BCE rides media, wireless units to profit growth

TORONTO (Reuters) - BCE Inc, Canada’s biggest telecommunications company, posted a 17 percent rise in adjusted quarterly profit and raised its dividend on Thursday, helped by strong growth in its media wing and ongoing strength in wireless.

President and Chief Executive of Bell Canada Enterprises (BCE) Inc George Cope looks on during the annual general shareholders meeting at the Congress Center in Quebec City May 3, 2012. BCE Inc, REUTERS/Mathieu Belanger

The Montreal-based parent of Bell has moved forcefully into a leading position in the media industry in recent years with several large acquisitions, while creeping up on market leader Rogers Communications Inc in wireless and launching an updated Internet-based television product.

BCE Chief Executive Officer George Cope said on a call with investors he was “clearly disappointed in not being a part of the new national NHL contract” which Rogers locked up in a 12-year C$5.2 billion hockey broadcast deal in November.

Analysts described the results as solid, with minor positive surprises in the size of the dividend hike and the relative strength of BCE’s lagging landline business.

“The steady results set a tone for a good start to 2014,” Desjardins analyst Maher Yaghi wrote in a note.

“As penetration for IPTV increases, BCE should continue to post improving results in wireline, which is important for the long-term sustainability of the dividend.”

Bell said it added 119,520 net contract wireless subscribers in the three months to the end of 2013, and the average monthly bill of a Bell wireless customer was C$57.92. That is down from C$58.30 in the prior quarter but above a year earlier.

The gain in customers was less than in the year ago quarter, which Bell said demonstrated the competitive intensity of the holiday period, coupled with slimmer discounts on handsets.

Bell covets such customers, who sign multiyear contracts to use the latest smartphones and typically pay four times more each month than prepaid subscribers.

It said postpaid churn, the rate at which these valued customers leave, dropped to 1.29 percent from 1.35 percent.

The company recently cut roaming fees to the United States, Europe and elsewhere amid increasing pressure from regulators. But it was sideswiped by a cut-throat U.S. roaming offer launched by upstart Wind Mobile this month.

BCE shares gained 1.2 percent to C$45.90 on the Toronto Stock Exchange in morning trade.


Bell said it also added 15,690 landline Internet customers and 60,301 customers signed up to Fibe TV, which BCE runs over its Internet network.

More customers paying higher bills for those two services enabled the otherwise shrinking legacy landline business to maintain stable revenue and even eke out earnings growth.

Operating revenue at the media unit, including the acquisition of Astral that closed mid-year, jumped 39 percent.

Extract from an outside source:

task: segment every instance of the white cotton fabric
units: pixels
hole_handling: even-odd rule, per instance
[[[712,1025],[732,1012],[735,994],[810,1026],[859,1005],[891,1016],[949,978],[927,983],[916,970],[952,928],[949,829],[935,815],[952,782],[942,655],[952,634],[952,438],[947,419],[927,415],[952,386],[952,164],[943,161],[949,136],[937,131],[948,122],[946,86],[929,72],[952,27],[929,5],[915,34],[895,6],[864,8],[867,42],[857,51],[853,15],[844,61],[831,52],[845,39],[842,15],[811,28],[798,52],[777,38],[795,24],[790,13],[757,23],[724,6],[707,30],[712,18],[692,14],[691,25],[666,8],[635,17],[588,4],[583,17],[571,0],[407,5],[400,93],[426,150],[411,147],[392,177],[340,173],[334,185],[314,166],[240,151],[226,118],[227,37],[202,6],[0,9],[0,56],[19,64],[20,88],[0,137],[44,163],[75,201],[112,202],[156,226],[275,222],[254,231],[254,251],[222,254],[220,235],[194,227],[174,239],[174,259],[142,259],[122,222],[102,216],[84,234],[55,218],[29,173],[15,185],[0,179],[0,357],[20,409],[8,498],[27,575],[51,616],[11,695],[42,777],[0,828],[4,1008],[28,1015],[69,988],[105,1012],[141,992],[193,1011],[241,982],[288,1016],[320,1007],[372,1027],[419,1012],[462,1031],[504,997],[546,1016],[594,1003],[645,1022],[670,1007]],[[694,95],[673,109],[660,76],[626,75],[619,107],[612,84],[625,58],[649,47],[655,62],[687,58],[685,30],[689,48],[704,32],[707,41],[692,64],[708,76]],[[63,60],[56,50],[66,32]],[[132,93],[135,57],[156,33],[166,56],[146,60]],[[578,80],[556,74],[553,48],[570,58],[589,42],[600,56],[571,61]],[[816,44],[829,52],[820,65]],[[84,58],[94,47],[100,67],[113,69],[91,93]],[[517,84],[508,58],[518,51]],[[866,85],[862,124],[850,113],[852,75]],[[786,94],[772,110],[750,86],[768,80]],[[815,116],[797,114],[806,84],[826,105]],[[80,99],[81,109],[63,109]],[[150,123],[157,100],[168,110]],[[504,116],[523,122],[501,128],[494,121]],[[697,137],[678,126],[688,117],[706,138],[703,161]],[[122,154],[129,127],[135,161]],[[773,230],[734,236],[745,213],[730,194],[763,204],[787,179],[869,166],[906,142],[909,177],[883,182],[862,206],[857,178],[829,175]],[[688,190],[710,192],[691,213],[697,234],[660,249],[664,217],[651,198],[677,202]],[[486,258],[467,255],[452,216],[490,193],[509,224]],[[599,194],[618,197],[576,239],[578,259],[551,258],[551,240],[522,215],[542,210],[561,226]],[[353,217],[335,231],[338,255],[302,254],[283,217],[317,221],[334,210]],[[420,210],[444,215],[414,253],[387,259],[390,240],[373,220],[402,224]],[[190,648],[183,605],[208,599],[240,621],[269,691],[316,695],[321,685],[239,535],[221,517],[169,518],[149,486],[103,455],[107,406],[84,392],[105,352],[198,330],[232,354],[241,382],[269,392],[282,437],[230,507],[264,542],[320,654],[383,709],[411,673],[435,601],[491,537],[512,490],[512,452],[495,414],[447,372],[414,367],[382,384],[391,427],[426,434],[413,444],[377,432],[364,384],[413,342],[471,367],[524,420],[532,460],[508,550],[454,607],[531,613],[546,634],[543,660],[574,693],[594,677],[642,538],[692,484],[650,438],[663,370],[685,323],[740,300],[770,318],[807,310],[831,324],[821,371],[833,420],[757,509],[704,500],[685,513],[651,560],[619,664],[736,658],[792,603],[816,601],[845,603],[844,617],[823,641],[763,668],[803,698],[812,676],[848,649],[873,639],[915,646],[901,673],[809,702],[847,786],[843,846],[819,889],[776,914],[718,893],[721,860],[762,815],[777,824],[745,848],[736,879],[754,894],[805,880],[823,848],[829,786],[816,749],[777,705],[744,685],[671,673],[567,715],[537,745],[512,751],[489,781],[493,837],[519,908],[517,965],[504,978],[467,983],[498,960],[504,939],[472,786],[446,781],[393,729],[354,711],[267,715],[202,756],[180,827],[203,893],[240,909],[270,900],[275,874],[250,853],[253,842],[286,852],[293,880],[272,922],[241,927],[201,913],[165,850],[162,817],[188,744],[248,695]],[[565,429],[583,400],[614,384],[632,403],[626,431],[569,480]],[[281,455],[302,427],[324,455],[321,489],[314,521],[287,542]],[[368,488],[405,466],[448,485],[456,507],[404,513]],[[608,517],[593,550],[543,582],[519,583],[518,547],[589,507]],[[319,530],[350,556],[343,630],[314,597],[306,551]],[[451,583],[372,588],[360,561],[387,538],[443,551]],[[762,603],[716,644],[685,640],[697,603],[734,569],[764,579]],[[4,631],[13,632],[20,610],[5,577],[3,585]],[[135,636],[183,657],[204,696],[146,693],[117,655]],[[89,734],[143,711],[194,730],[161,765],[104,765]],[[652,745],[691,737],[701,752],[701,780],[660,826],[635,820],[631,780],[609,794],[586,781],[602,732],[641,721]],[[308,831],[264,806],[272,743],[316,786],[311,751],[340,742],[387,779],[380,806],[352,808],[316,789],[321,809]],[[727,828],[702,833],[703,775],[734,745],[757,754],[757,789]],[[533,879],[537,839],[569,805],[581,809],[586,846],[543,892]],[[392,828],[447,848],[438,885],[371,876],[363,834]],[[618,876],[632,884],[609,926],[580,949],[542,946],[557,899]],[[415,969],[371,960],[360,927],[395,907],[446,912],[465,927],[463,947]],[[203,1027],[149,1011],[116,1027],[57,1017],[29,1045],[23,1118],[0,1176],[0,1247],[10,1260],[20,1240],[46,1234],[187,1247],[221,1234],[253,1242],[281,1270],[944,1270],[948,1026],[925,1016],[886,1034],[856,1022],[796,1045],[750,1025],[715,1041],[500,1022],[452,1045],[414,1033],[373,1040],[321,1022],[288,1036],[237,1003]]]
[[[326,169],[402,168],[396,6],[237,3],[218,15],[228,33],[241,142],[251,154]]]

Excluding Astral, Bell Media notched 2 percent revenue growth.

BCE said it expects to cut costs by more than C$170 million in 2014, with much of that coming from reduced labor costs as it integrates Astral, once its largest media supplier.

BCE said fourth-quarter net earnings slipped to C$495 million, or 64 Canadian cents a share, from C$666 million, or 86 Canadian cents, a year earlier, due to a windfall on spectrum in late 2012.

On an adjusted basis, which strips out gains made from the spectrum asset, the company earned 70 Canadian cents a share, up from 60 cents a year ago. Operating revenue was C$5.38 billion, compared with C$5.16 billion a year earlier.

Analysts had on average expected BCE to earn 69 Canadian cents a share on revenue of C$5.41 billion, according to Thomson Reuters I/B/E/S.

BCE said it expects Bell’s revenue to grow between 2 and 4 percent in 2014, and for the overall company to earn between C$3.10 and C$3.20 a share. It raised its dividend by 6 percent to C$2.47 a share annually.

BCE said that in the event that the discount rate rose by 50 basis points - not impossible given historically low current rates - it could eliminate its pension solvency deficit, raising the possibility of further cash flow growth that would in turn support higher dividend payouts.